Afghanistan: Looking Back, Looking Forward

There has been much commentary and speculation in recent weeks regarding Pakistan’s national elections, and the possible impact of the results upon events in Afghanistan. While the nature of developments in Pakistan might well amount to the single most important external influence, not least because of the shared Pashtun population on either side of the Durand Line and Pakistan’s longstanding pre-occupation with Indian designs in the region, in Afghanistan there are many other factors and actors at play.

That country, situated at a crossroads of civilizations, is an almost bewilderingly complicated place. The burden of history is enormous: over the past few centuries, Afghanistan has more often than not been treated as a pawn in the imperial “great game.” It has deservedly developed a reputation as the “graveyard of empires,” not least because outsiders’ forces have only ever succeeded in pacifying small parts of the country.

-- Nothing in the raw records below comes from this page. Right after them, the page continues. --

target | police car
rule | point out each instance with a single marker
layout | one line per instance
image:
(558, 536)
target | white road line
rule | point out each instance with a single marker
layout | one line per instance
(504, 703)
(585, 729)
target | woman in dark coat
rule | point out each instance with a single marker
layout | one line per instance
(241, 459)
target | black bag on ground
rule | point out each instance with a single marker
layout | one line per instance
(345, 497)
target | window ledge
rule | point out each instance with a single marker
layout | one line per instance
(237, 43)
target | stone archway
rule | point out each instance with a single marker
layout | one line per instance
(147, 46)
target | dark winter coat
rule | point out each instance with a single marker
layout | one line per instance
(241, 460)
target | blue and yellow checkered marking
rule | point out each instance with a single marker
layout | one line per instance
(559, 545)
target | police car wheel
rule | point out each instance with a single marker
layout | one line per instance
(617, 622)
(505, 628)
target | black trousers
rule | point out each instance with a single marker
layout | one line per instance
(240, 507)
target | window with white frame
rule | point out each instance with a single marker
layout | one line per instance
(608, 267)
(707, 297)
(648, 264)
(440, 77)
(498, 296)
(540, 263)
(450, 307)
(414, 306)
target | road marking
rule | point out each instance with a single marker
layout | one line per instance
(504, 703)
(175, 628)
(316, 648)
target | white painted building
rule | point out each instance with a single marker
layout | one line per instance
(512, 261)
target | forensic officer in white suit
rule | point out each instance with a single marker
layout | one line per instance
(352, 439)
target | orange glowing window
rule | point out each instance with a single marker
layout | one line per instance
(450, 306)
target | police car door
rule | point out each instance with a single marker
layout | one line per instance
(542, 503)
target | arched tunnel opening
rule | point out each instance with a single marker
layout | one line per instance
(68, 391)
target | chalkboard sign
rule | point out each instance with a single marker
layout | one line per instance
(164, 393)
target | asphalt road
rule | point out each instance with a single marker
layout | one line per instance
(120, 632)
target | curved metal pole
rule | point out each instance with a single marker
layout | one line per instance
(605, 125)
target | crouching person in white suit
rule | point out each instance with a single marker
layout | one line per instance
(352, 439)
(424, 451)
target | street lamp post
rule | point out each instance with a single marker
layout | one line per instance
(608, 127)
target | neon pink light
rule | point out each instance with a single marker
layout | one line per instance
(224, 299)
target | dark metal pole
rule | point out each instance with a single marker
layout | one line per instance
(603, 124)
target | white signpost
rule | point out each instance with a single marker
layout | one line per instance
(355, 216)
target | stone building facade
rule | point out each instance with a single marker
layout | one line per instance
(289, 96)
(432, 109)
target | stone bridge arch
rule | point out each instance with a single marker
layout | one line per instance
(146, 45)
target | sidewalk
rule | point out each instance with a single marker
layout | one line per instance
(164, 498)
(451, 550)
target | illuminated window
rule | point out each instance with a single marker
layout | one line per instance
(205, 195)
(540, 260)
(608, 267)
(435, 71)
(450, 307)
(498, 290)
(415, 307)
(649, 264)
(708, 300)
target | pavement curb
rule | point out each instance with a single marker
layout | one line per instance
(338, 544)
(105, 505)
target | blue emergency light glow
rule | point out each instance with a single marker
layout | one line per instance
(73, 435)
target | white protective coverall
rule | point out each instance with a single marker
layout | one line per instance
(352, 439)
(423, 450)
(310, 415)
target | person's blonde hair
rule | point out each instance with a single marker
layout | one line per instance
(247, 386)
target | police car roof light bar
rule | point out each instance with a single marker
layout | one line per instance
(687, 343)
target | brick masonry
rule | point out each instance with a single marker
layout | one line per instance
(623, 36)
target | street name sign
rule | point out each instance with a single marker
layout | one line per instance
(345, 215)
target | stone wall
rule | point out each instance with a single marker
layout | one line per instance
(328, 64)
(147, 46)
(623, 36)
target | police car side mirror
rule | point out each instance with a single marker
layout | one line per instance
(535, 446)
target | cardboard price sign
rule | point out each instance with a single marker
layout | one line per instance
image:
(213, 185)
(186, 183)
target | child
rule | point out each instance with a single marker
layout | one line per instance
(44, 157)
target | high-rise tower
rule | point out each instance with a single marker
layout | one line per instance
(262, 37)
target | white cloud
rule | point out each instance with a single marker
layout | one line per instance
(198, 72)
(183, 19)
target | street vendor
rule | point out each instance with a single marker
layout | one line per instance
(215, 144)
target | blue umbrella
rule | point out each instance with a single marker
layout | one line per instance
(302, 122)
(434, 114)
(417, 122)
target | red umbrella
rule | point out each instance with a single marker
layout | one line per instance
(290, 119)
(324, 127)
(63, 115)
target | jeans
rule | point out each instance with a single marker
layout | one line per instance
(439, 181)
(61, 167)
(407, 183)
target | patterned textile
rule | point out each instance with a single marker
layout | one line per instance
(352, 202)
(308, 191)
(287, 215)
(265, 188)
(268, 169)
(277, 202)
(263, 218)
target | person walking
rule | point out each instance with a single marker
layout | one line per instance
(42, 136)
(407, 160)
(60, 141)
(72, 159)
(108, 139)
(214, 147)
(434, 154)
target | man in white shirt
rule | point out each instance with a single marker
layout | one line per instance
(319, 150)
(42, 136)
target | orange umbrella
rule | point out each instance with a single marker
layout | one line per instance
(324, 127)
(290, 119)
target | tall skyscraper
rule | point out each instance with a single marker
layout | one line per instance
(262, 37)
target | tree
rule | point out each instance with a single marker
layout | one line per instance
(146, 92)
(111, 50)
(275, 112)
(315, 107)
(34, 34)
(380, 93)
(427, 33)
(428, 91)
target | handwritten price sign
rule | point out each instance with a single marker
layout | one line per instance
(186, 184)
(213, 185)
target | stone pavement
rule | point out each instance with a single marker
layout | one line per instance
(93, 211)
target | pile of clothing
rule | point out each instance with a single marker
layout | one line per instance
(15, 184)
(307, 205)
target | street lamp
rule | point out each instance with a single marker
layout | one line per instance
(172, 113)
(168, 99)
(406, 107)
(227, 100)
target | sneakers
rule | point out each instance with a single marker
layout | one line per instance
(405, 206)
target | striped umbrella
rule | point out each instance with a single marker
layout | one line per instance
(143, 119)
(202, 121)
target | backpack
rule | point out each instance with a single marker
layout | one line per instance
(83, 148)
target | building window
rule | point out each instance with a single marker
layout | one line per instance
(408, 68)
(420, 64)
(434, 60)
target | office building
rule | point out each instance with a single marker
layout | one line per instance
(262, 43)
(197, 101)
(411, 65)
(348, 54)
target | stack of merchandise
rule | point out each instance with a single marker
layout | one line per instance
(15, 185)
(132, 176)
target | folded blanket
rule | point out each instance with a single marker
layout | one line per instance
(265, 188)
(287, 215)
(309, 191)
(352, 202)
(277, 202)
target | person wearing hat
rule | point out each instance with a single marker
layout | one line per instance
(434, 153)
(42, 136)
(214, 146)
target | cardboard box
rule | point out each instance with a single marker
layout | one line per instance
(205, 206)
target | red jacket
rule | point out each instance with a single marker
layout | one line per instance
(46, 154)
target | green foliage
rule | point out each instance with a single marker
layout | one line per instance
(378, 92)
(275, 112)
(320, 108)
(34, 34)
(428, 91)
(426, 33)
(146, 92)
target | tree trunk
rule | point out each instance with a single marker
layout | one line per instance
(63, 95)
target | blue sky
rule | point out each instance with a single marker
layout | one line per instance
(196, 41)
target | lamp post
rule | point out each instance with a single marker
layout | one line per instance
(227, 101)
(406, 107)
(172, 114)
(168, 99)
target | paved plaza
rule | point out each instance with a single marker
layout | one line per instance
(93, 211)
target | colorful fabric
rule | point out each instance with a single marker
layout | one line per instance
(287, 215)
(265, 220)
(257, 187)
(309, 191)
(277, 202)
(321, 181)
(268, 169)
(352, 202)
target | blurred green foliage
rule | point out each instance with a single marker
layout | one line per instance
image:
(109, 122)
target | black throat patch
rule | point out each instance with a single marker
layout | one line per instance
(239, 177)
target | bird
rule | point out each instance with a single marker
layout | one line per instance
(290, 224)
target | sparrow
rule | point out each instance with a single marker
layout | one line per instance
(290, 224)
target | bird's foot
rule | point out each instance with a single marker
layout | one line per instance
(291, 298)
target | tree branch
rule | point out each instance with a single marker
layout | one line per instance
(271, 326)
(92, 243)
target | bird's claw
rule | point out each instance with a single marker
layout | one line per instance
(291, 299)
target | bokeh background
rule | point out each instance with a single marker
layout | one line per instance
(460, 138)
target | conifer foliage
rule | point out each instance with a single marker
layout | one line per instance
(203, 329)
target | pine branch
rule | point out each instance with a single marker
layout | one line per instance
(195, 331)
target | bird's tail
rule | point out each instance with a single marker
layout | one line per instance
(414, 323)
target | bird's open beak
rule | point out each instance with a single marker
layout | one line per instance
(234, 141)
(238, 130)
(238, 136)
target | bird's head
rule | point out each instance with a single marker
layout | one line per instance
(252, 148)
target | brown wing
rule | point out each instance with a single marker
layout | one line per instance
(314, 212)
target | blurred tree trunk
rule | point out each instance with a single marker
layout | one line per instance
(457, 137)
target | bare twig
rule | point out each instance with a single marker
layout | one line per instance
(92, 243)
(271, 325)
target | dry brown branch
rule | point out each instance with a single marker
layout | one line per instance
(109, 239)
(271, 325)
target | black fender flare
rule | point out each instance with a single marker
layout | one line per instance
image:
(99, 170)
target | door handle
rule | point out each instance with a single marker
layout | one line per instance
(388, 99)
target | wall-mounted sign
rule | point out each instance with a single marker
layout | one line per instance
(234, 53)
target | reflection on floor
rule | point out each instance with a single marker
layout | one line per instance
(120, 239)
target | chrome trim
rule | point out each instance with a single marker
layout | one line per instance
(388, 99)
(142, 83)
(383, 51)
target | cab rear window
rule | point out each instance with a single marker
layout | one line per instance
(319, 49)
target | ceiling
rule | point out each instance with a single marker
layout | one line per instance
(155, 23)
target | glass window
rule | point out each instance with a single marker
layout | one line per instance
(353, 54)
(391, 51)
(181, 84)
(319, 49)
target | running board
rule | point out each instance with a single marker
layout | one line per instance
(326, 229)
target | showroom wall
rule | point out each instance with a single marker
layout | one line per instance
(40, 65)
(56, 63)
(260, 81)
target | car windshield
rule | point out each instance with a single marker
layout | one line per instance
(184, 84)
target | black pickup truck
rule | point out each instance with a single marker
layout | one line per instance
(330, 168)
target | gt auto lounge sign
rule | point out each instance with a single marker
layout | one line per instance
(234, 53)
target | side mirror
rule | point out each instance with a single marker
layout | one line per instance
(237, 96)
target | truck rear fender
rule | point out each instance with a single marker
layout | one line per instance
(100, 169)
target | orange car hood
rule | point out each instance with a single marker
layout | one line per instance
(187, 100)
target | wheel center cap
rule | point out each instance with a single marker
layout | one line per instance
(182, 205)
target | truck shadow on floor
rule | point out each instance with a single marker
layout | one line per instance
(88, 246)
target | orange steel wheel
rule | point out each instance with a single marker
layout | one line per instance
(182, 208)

Internal stability, such as it has ever existed, has been predicated typically upon the decentralized, often shifting political arrangements between the capital and the provinces.

That pattern was long gone by the time NATO intervened. Still reeling in the immediate aftermath of 9/11, the U.S.-led coalition effectively took sides in a complex ethnic, tribal, sectarian, and geographically rooted civil war. Twelve years later, ISAF is shrinking by the month, and is further than ever from prevailing. Unsurprisingly, the continuing presence of foreign forces, viewed widely as occupiers by the population, has exacerbated the conflict.